El mundo comenzó a apagarse alrededor de mí.

Lo último que escuché fue:

—Misión siete fallida. Iniciando eliminación.

Pensé que todo había terminado.

Pero cuando abrí los ojos de nuevo, estaba dentro del lugar donde Alejandro celebraría su boda.

Y nadie podía verme.

Parte 2: Morí, pero todavía tuve que ver cómo Alejandro elegía a Renata

La hacienda estaba decorada con jazmines, las mismas flores que Alejandro había mandado plantar cuando prometió cuidarme durante toda la vida, y contemplarlas alrededor de la celebración me produjo algo mucho más frío que tristeza.

Renata llevaba a Mateo entre los brazos y Alejandro acariciaba la cabeza del niño con una ternura que se había negado a convertir en protección cuando Alma todavía podía ser salvada.

—Papá —dijo Mateo.

Alejandro sonrió.

Renata preguntó:

—¿Crees que Jazmín venga mañana?

—Vendrá. Quiero que vea con sus propios ojos que tú y yo seguimos adelante.

Intenté alejarme.

No pude.

Una fuerza invisible me mantenía atada a Alejandro.

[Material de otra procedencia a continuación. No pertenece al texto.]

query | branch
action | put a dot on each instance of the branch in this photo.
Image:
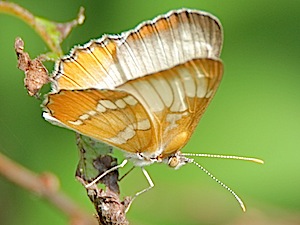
(52, 33)
(45, 186)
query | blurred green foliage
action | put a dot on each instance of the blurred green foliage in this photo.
(254, 113)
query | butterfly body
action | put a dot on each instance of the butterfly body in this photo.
(143, 91)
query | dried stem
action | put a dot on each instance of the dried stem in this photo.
(52, 33)
(45, 186)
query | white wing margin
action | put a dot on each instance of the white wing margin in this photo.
(153, 46)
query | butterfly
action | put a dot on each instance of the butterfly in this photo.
(143, 91)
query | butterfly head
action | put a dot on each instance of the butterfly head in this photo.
(177, 160)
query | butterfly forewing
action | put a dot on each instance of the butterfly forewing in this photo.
(114, 117)
(156, 45)
(154, 113)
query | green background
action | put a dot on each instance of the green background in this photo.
(254, 113)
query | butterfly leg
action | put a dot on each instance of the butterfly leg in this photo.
(106, 172)
(151, 185)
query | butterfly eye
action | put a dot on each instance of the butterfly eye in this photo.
(173, 161)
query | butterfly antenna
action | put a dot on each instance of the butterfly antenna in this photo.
(224, 157)
(223, 185)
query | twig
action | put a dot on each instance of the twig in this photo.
(45, 186)
(52, 33)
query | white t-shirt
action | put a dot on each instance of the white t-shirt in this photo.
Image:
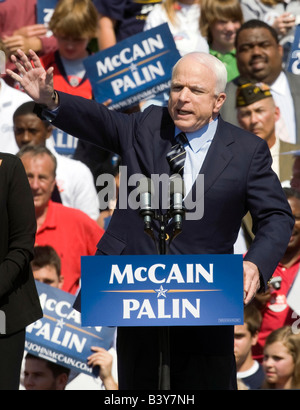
(10, 100)
(75, 183)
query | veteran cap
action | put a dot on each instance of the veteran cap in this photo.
(249, 93)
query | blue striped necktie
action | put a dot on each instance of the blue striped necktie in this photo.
(176, 157)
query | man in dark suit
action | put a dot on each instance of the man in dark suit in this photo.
(19, 301)
(259, 59)
(237, 178)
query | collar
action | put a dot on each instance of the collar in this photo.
(218, 54)
(50, 221)
(198, 138)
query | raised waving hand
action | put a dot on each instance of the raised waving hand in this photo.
(35, 80)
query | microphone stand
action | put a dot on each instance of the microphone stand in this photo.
(164, 331)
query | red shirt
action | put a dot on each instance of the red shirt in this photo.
(72, 234)
(277, 313)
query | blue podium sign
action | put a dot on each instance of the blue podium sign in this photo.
(293, 63)
(135, 68)
(162, 290)
(59, 336)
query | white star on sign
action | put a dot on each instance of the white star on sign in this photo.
(60, 323)
(161, 292)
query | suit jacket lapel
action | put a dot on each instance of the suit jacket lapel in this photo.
(218, 156)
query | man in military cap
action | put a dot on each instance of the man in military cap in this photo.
(258, 113)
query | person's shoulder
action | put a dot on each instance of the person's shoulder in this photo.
(69, 214)
(240, 135)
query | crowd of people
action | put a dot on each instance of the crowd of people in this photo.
(253, 40)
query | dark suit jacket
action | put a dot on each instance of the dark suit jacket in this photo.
(237, 173)
(18, 295)
(229, 113)
(238, 177)
(285, 173)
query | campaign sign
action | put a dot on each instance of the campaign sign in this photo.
(64, 143)
(59, 336)
(294, 57)
(134, 69)
(162, 290)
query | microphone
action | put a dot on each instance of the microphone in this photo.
(146, 190)
(177, 195)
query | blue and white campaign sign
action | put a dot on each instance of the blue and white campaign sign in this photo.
(162, 290)
(45, 9)
(64, 143)
(293, 64)
(135, 68)
(59, 336)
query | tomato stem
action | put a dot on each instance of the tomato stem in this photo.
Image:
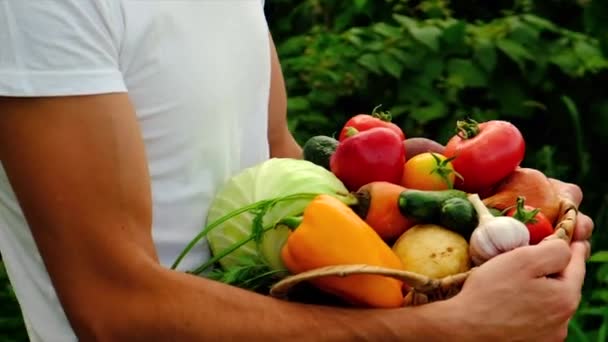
(522, 214)
(444, 171)
(467, 129)
(350, 131)
(384, 116)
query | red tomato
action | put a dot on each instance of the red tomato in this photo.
(363, 122)
(370, 156)
(485, 153)
(538, 224)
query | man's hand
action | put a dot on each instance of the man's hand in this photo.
(528, 294)
(584, 224)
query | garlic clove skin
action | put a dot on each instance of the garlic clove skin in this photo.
(481, 247)
(499, 236)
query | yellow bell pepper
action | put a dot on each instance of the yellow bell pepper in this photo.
(331, 233)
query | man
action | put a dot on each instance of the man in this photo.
(118, 121)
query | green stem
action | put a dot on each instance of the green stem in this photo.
(384, 116)
(211, 226)
(292, 222)
(347, 199)
(350, 131)
(467, 129)
(227, 251)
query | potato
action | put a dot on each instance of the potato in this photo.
(415, 146)
(433, 251)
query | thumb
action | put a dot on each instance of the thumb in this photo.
(574, 273)
(546, 258)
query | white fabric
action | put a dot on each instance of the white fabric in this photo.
(198, 73)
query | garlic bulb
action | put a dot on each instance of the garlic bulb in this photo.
(494, 235)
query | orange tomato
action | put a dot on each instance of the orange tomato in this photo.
(429, 171)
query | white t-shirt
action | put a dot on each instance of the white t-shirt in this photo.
(198, 73)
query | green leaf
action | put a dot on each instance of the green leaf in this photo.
(454, 35)
(298, 103)
(431, 69)
(425, 114)
(400, 55)
(464, 72)
(567, 61)
(524, 33)
(370, 62)
(601, 256)
(517, 52)
(589, 54)
(293, 46)
(600, 294)
(427, 35)
(539, 22)
(406, 22)
(485, 54)
(386, 30)
(511, 98)
(390, 64)
(359, 4)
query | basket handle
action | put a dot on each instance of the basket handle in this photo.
(565, 227)
(418, 282)
(420, 285)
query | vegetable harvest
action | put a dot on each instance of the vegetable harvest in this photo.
(332, 234)
(403, 216)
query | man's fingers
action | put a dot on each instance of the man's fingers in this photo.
(568, 190)
(547, 258)
(584, 227)
(574, 273)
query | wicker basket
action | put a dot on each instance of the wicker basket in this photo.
(422, 289)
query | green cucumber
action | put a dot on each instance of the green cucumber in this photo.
(425, 205)
(459, 215)
(319, 149)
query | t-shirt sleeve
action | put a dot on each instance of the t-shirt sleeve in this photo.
(59, 47)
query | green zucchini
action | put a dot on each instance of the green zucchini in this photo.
(448, 208)
(425, 205)
(319, 149)
(459, 215)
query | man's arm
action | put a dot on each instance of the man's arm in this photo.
(78, 168)
(282, 143)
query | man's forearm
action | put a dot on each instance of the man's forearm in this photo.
(182, 307)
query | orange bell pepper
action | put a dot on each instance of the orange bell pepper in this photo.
(331, 233)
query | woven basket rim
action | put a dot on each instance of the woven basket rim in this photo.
(422, 288)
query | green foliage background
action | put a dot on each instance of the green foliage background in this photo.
(539, 64)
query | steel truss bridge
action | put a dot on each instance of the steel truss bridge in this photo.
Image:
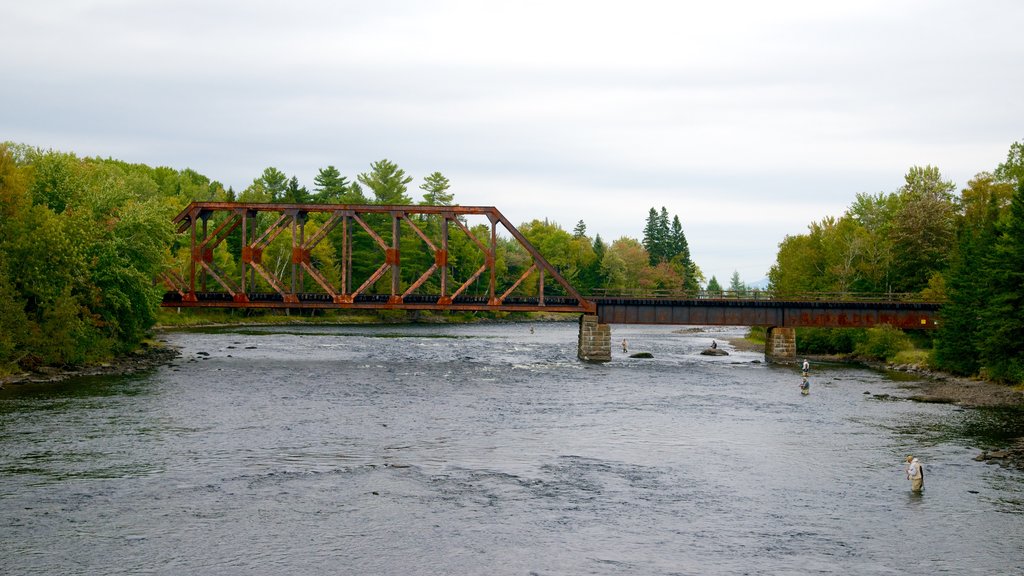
(309, 256)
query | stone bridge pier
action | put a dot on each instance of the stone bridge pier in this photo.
(780, 344)
(595, 341)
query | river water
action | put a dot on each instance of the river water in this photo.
(491, 449)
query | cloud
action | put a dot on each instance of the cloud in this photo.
(748, 119)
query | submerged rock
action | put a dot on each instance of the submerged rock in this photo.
(714, 352)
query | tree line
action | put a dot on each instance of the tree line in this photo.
(82, 241)
(966, 249)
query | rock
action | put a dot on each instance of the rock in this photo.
(714, 352)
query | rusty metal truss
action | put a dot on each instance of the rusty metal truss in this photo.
(255, 284)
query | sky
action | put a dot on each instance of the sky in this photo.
(747, 119)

Entonces entendí el verdadero castigo de haber fallado la misión: mi cuerpo había desaparecido, pero mi conciencia tendría que permanecer junto al hombre que había destruido todo lo que yo amaba.

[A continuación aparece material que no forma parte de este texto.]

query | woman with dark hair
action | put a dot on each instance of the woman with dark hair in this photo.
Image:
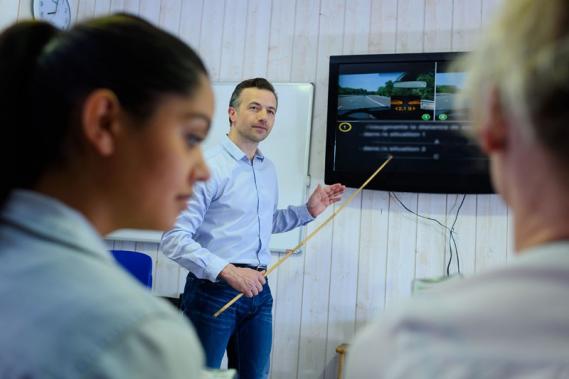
(101, 129)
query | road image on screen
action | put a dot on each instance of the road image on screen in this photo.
(407, 109)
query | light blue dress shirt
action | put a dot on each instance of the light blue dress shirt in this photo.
(230, 218)
(67, 310)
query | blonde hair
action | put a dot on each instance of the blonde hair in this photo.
(524, 55)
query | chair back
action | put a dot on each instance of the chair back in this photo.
(138, 264)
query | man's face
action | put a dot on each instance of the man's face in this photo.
(252, 120)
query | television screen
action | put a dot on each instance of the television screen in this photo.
(401, 105)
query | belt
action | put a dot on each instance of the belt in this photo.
(252, 267)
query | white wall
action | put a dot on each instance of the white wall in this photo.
(366, 260)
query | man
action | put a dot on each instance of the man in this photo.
(223, 236)
(512, 322)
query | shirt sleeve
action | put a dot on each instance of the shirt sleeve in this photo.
(290, 218)
(179, 244)
(158, 348)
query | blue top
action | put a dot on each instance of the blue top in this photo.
(230, 218)
(69, 311)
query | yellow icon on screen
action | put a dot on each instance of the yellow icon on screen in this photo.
(345, 127)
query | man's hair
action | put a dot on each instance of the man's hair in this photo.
(525, 57)
(260, 83)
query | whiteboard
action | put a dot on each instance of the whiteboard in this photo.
(288, 146)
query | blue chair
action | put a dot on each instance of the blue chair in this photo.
(138, 264)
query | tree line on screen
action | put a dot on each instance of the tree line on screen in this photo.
(389, 90)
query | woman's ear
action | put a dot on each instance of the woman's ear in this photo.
(100, 120)
(232, 112)
(493, 133)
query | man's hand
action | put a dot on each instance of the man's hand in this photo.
(322, 197)
(245, 280)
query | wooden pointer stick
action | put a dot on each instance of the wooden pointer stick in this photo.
(312, 234)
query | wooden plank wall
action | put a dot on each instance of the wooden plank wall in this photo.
(367, 259)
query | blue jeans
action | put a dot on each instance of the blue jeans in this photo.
(245, 329)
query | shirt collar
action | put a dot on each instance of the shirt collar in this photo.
(54, 221)
(237, 153)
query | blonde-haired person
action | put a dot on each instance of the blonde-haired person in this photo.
(98, 133)
(512, 322)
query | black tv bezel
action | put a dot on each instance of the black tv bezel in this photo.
(392, 181)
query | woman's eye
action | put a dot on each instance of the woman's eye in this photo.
(192, 140)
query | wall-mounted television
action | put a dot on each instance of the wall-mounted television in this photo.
(401, 105)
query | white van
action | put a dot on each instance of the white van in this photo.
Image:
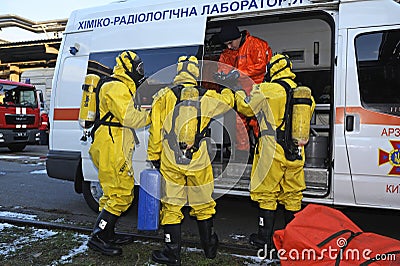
(347, 52)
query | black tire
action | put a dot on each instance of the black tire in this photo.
(92, 193)
(16, 147)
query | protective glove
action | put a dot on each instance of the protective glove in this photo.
(229, 80)
(156, 164)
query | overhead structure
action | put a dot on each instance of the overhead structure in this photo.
(15, 57)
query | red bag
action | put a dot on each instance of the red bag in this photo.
(321, 235)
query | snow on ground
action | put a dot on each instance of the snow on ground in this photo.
(18, 215)
(20, 242)
(78, 250)
(39, 172)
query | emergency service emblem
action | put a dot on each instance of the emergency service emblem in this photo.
(392, 157)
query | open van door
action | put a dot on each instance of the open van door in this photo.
(372, 114)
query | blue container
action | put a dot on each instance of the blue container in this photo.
(149, 200)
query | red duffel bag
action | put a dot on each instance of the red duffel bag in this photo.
(321, 235)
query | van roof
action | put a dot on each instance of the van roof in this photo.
(9, 82)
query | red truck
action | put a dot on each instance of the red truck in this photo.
(19, 115)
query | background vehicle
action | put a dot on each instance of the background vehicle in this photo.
(19, 115)
(347, 52)
(42, 79)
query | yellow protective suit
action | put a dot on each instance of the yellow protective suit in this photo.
(193, 183)
(113, 147)
(274, 179)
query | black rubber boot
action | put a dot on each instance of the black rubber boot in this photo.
(266, 220)
(288, 216)
(208, 238)
(100, 239)
(171, 254)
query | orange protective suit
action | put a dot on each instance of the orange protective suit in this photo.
(251, 60)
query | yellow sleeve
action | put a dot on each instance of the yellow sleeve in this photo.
(156, 117)
(214, 103)
(252, 105)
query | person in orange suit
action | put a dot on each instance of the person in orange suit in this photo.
(250, 55)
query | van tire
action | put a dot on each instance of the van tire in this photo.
(92, 192)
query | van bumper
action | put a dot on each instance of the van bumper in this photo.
(65, 165)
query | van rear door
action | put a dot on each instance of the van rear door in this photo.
(372, 114)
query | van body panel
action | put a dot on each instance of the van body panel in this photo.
(354, 160)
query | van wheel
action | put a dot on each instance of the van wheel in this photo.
(17, 147)
(92, 192)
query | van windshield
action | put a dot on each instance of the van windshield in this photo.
(18, 96)
(378, 67)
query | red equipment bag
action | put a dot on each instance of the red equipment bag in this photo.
(321, 235)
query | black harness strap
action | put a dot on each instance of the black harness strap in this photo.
(109, 115)
(180, 156)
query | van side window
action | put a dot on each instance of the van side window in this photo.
(378, 67)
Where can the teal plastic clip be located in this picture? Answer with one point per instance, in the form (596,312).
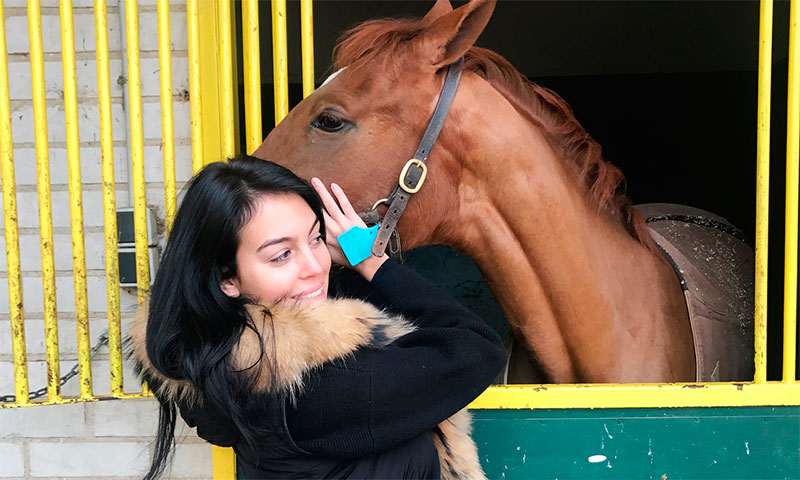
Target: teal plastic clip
(357,243)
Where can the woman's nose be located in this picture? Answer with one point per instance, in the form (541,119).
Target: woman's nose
(311,265)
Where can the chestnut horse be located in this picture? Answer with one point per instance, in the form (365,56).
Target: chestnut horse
(516,183)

Al día siguiente se celebró la ceremonia.

Alejandro preguntó por mí una vez.

Después otra.

Durante la recepción preguntó una tercera.

—¿Seguro que no sabes dónde está?

Su asistente negó con la cabeza.

Alejandro besó a Renata delante de todos.

—Esta noche entenderá que elegí bien.

—Jazmín no va a venir.

La voz de Elena Rivas hizo que varias personas se volvieran.

Ella acababa de entrar acompañada por Doña Chayo y varias autoridades.

Alejandro frunció el ceño.

—Mamá, ¿qué haces aquí?

Elena lo miró de una manera que yo nunca había visto.

—Intentando entender en qué clase de hombre se convirtió mi hijo.

Doña Chayo sostenía una memoria entre las manos y lloraba.

—Señor Alejandro… la niña Jazmín está muerta.

Alejandro permaneció completamente quieto.

—¿Qué dijiste?

—Fue a recoger las cenizas de Alma, dejó documentos y una grabación, y después desapareció.

Renata soltó lentamente la copa que sostenía.

Alejandro negó con la cabeza.

—No. Jazmín no puede morir.

Elena dio un paso hacia él.

—Primero permitiste que muriera tu hija y después dejaste completamente sola a la madre de esa niña. ¿Qué creías que iba a ocurrir?

Alejandro abandonó la recepción y yo fui arrastrada detrás de él por aquella fuerza que seguía uniéndonos.

Cuando finalmente confirmó mi muerte, regresó a la casa de las afueras de Mérida donde había plantado los jazmines para mí.

Las flores estaban marchitas.

Entró en mi habitación, encontró la ropa que había comprado para Alma y la apretó contra el pecho.

Entonces lloró.

—¿Ahora sí? —murmuré aunque no podía escucharme—. Cuando Alma estaba viva no la protegiste y cuando yo te pedía ayuda no me creíste.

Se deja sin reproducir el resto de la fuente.